Having bought a shelving unit the other day (this one - notice Muji's sensible, if selfish, policy of only delivering items it would be simple to carry home in the first place), I can confirm two things:

i) If you walk down Oxford Street attempting to stabilise a heavy, tilting 8ft-long package with one hand and gripping a shopping bag and an umbrella with the other, you will still be offered free papers.

ii) Faced with an obviously out-of-depth person attempting to transport a heavy 8ft-long package, the bus passengers of south-east London are incredibly kind, helpful and tolerant, and manage hardly to snigger at all.

Monday, May 07, 2007

Interview envy

You're talking to the intelligent and - by the sound of his songs - potentially prickly lead singer of an indie band. Your first question is "Ever been in a fight?" And your first answer goes like this. Lucky, lucky, clever old you.
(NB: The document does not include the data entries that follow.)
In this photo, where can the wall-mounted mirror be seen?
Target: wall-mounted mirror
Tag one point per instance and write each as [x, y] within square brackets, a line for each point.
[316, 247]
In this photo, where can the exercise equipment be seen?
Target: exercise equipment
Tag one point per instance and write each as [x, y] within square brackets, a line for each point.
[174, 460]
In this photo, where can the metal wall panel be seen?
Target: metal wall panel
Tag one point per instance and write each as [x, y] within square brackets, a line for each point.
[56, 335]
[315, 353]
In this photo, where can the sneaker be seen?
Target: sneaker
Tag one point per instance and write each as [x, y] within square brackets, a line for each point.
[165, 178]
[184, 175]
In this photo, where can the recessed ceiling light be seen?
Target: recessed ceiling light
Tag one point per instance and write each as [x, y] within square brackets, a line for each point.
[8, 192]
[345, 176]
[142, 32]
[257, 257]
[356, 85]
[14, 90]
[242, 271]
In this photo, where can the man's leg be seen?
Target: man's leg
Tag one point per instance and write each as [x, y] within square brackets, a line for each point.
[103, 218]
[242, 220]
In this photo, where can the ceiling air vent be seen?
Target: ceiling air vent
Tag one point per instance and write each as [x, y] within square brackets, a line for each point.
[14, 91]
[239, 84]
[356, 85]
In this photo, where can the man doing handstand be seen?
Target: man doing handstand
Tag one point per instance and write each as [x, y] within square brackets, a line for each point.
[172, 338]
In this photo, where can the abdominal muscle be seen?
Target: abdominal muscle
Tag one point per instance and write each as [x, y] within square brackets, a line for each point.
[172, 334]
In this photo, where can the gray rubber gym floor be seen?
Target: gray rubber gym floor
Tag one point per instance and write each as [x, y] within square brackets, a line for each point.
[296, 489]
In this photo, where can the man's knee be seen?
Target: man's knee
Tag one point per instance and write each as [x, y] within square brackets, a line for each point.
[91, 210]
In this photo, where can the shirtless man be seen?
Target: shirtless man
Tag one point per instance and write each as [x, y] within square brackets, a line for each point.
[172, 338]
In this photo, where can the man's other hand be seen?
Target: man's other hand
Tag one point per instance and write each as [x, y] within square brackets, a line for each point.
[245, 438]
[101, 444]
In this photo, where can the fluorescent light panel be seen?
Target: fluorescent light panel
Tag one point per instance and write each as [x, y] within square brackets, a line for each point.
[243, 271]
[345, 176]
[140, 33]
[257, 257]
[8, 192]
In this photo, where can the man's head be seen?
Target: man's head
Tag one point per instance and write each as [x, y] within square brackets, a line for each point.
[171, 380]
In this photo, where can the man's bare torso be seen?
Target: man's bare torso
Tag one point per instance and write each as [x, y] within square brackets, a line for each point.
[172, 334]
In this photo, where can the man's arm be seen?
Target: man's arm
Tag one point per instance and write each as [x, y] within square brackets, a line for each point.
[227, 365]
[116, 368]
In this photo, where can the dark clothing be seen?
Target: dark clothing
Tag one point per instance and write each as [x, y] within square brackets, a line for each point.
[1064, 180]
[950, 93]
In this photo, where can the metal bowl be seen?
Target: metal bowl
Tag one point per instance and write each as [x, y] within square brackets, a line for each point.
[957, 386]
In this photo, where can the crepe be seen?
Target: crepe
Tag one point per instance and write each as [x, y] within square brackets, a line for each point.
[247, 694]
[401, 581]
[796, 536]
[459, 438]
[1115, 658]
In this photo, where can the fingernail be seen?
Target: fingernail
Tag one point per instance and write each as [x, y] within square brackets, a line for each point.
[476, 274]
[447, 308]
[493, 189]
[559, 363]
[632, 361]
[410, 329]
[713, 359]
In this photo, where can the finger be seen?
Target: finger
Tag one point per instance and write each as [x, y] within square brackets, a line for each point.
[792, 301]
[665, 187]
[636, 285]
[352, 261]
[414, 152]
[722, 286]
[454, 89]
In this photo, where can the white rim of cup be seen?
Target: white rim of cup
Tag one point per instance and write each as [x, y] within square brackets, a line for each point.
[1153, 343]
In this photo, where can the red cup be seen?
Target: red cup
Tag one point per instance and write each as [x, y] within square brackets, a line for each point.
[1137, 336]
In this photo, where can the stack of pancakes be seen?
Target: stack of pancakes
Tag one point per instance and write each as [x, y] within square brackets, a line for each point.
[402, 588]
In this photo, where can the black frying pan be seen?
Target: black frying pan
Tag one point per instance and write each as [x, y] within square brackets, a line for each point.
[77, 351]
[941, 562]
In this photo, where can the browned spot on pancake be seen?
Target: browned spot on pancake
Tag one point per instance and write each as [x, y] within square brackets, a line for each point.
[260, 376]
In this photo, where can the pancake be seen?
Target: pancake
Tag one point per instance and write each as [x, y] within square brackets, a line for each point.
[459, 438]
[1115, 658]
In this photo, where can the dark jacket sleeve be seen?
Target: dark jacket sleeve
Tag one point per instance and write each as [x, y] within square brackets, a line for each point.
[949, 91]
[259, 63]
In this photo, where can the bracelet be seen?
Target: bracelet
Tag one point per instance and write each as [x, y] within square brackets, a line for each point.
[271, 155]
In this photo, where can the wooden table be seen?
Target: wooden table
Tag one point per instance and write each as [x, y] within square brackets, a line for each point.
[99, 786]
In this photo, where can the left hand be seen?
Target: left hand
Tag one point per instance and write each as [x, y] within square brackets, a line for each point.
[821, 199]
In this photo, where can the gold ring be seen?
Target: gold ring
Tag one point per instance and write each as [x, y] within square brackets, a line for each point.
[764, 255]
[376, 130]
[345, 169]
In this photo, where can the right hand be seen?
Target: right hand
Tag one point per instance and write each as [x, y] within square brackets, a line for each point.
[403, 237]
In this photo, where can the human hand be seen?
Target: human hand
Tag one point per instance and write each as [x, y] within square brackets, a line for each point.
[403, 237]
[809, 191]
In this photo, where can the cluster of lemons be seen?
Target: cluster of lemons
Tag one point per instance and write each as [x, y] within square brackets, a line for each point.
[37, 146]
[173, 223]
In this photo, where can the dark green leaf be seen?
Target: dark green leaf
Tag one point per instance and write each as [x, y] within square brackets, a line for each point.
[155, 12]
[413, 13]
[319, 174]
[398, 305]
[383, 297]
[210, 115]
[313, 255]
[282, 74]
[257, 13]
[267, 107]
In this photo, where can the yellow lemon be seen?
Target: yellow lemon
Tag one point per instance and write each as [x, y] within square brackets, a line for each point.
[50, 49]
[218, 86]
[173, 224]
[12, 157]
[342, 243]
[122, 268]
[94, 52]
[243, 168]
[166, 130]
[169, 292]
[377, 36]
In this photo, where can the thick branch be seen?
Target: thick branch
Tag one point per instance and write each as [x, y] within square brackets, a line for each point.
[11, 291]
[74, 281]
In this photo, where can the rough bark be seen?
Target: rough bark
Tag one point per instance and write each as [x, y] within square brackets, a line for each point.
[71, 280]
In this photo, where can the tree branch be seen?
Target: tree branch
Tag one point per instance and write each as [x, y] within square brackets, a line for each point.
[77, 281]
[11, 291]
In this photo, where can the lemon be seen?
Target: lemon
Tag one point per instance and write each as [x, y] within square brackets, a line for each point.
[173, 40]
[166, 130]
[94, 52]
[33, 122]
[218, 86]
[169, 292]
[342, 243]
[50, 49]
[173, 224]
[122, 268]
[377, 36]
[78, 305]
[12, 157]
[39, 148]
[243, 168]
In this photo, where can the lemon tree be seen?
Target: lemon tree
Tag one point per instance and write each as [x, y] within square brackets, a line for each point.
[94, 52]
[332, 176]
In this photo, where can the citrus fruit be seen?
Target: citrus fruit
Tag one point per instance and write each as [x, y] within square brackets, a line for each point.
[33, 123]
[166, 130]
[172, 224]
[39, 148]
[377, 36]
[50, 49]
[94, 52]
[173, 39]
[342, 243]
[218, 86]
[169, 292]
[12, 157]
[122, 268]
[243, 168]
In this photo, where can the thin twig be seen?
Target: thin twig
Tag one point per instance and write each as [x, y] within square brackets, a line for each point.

(Via, eventually, the Maud Newton link to the article in the same issue of The Believer on the Codex Seraphinius, which I clicked on because a friend had previously directed me to a MetaFilter discussion on the subject. He reads MeFi and likes it; I like it but don't tend to read it, except when he points me to it, when there is every chance that I'll end up stealing a link. That makes this site a sort of MetaMetaMetaFilterFilterFilter, but not in a good way.)

Nazi swing on Radio 3

I should stop posting BBC links that expire after a week, but yesterday's Sunday Feature was deeply, deeply, deeply strange: an analysis of the propaganda swing tunes broadcast on Nazi radio to Britain, which involves (i) playing skin-crawlingly anti-semitic rewrites of "Makin' Whoopie" and the like, delivered in an accented song-speak remarkably like the MC's in Cabaret; and (ii) delineating the bonkers musical politics prosecuted by Goebbels. The trumpeters in this repulsive little band were, apparently, the only ones in the Reich permitted to use mutes. You have until Saturday.